先生曰く、「怠惰な学生生活を送るくらいなら、毎日ある場所で同じ風景や物象を観察してみなさい。継続している内に何某かの変化に気づくはずだ」ということであった。当時は、そんなことして何が面白いのかなという程度の印象しかなかったが、社会に出て仕事をするようになると、大変重要なことをご指導いただいたと気づかされることになった。
例えば、空であれば雲の形・大きさ、海であれば波の形・高さなどを観察していると、ある時ふと出現頻度の高い形や大きさがあることに気づく。それを起点(標準)とすることにより、そこからの変化に気付きやすくなる。さらに、その変化をスケッチすることにより、変化は質的にも量的にもより鮮明になる。鮮明になると、変化の原因が知りたくなり、そこからは何故の連続となり、定点観測が本格化する。
環境調査や分析の仕事をする上において、起点(標準)を見つけ出し、そこからの変化を記録、解析していく手法は基本的な取組姿勢となる。好奇心、探求心、そして継続がなければ、定点観測は成立せず、物事の真理は解明できない。
二つ目は、早弁である。
ある時、研究室で実験のレポートをまとめていたが、お昼を過ぎると学生食堂が混雑するので少し前に食堂に行こうとすると、先生から「君は食事をするのも忘れるくらい勉強したことがあるのか」とお叱りを受けた。当時は、何故叱られているのか理解できなかったが、これまた社会に出てからお叱りの意味をいやというほど思い知らされることになった。

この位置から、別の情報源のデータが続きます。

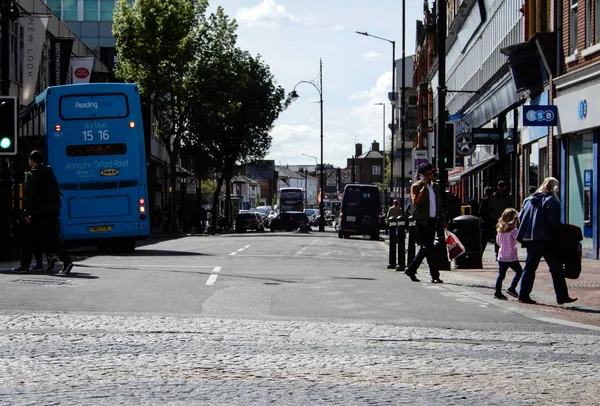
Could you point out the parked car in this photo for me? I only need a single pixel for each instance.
(360, 212)
(288, 221)
(248, 220)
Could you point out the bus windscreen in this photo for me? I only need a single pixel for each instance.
(93, 106)
(97, 149)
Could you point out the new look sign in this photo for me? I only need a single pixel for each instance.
(540, 116)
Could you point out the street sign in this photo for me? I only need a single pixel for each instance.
(331, 177)
(464, 144)
(190, 185)
(486, 136)
(540, 116)
(346, 175)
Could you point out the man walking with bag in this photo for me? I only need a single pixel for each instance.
(427, 213)
(41, 208)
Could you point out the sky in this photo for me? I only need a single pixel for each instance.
(293, 35)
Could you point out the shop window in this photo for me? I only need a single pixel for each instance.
(90, 10)
(106, 10)
(580, 157)
(70, 10)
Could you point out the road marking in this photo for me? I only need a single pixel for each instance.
(97, 265)
(240, 250)
(213, 278)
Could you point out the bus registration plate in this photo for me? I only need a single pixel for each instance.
(99, 229)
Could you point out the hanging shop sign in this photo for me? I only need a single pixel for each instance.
(540, 116)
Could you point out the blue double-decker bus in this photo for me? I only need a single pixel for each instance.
(95, 144)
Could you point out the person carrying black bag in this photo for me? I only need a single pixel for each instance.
(539, 225)
(41, 208)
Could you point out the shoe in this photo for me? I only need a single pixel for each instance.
(527, 300)
(67, 269)
(21, 269)
(512, 292)
(412, 276)
(51, 264)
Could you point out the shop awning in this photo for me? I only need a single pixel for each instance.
(473, 169)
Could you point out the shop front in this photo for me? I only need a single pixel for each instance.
(578, 129)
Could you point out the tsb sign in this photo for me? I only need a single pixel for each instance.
(541, 116)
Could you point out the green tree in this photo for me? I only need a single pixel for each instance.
(237, 102)
(155, 40)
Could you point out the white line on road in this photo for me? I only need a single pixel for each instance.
(240, 250)
(213, 278)
(92, 264)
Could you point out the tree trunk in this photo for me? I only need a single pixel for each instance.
(215, 209)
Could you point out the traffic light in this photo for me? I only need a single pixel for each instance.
(8, 125)
(449, 153)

新規事業の立上げやお客様からのクレーム対応業務などを担当するようになると、生半可な対応では仕事は捗らず、お客様に満足していただける対応もできない。正にもがき苦しむことになった。それこそ、寝食を忘れ、食事も喉を通らず眠れない日々を過ごすこともあったが、真摯に仕事に向き合い、逃げることなく継続して取り組むことでやっと突破口が見えてきたように思う。

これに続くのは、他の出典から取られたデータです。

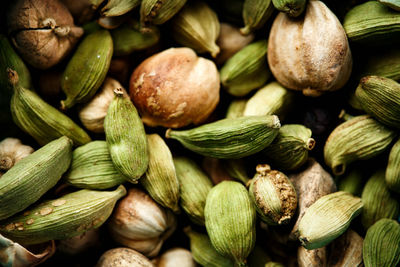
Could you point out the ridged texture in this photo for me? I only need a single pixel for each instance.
(231, 220)
(303, 57)
(62, 218)
(380, 97)
(382, 244)
(126, 138)
(203, 251)
(359, 138)
(19, 186)
(273, 98)
(194, 186)
(255, 13)
(372, 22)
(92, 168)
(289, 150)
(197, 26)
(230, 138)
(378, 201)
(328, 218)
(160, 180)
(246, 70)
(392, 176)
(41, 120)
(87, 68)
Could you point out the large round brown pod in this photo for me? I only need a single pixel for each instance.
(175, 88)
(310, 53)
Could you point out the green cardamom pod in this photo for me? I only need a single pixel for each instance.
(271, 99)
(19, 185)
(378, 201)
(372, 22)
(160, 180)
(255, 14)
(194, 186)
(126, 138)
(229, 138)
(246, 70)
(230, 221)
(87, 68)
(203, 251)
(328, 218)
(197, 26)
(273, 195)
(39, 119)
(359, 138)
(392, 176)
(381, 245)
(293, 8)
(380, 97)
(92, 168)
(289, 150)
(62, 218)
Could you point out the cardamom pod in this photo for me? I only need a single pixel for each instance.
(92, 168)
(160, 180)
(382, 244)
(62, 218)
(230, 221)
(39, 119)
(203, 251)
(273, 195)
(372, 22)
(359, 138)
(194, 186)
(229, 138)
(246, 70)
(378, 201)
(87, 68)
(18, 186)
(380, 97)
(126, 138)
(273, 98)
(392, 176)
(328, 218)
(255, 13)
(197, 26)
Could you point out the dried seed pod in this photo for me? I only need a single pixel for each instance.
(246, 70)
(255, 13)
(126, 138)
(92, 168)
(87, 68)
(123, 257)
(40, 120)
(380, 97)
(359, 138)
(138, 222)
(57, 218)
(18, 186)
(160, 180)
(378, 201)
(175, 88)
(12, 151)
(220, 139)
(273, 194)
(194, 186)
(231, 220)
(328, 218)
(303, 57)
(43, 31)
(382, 244)
(197, 26)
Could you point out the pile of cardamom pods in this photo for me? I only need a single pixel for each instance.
(188, 133)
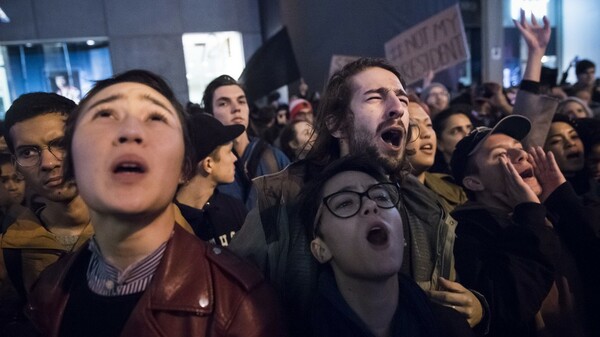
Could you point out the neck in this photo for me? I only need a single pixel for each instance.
(420, 176)
(240, 143)
(125, 240)
(66, 218)
(375, 302)
(196, 192)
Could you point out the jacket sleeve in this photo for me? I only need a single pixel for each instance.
(507, 267)
(250, 242)
(259, 315)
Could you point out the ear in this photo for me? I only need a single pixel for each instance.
(473, 183)
(207, 164)
(320, 251)
(336, 133)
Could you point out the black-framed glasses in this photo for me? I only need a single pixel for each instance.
(27, 156)
(346, 204)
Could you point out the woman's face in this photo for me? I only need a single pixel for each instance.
(456, 128)
(564, 142)
(128, 151)
(593, 162)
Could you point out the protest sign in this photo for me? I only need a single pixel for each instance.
(435, 44)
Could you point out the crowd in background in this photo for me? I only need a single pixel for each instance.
(370, 209)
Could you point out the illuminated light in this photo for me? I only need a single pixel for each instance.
(539, 8)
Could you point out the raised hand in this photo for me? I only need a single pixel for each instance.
(516, 191)
(546, 171)
(536, 36)
(459, 298)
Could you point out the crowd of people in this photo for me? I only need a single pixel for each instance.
(371, 209)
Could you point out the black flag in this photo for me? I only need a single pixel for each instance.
(272, 66)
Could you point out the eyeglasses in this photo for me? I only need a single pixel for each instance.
(346, 204)
(28, 156)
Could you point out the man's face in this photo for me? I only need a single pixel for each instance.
(128, 151)
(46, 177)
(490, 172)
(368, 245)
(424, 146)
(456, 128)
(565, 144)
(438, 99)
(587, 77)
(380, 117)
(13, 183)
(230, 106)
(224, 168)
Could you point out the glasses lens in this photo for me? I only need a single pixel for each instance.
(385, 195)
(27, 156)
(344, 204)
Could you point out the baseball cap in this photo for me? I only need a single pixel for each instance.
(515, 126)
(207, 133)
(297, 105)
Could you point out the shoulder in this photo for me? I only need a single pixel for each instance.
(226, 266)
(234, 268)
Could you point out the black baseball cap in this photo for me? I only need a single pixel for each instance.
(515, 126)
(207, 133)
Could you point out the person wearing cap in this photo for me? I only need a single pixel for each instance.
(215, 217)
(437, 98)
(506, 248)
(301, 109)
(226, 100)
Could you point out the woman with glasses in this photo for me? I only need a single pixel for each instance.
(351, 213)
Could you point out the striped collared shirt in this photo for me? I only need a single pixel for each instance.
(107, 280)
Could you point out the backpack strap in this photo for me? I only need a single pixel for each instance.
(14, 269)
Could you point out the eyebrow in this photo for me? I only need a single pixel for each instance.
(144, 97)
(147, 97)
(385, 91)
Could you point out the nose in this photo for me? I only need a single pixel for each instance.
(48, 160)
(394, 107)
(517, 155)
(368, 206)
(130, 130)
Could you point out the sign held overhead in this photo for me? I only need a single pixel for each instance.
(434, 44)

指示された作業の意味も理解できず、作業をほっぽり出し食事のことばかり気にする私をここで指導しておかないととんでもない学生を世に送り出してしまうことになると危惧され、厳しくご指導いただいた先生には感謝しかない。
調査や分析に携わるものにとって、好奇心、探求心、継続は大切であり、時には寝食を忘れるほど、物事にのめり込むことも必要であろう。今の世の中、「寝食も忘れ集中して仕事しろ」と指導しようものなら直ぐにハラスメントで訴えられてしまうだろうが、人を育てる上において、叱ることも大切なことではないだろうか。
さて、皆さんの会社では定点観測や早弁が話題になることはありますでしょうか。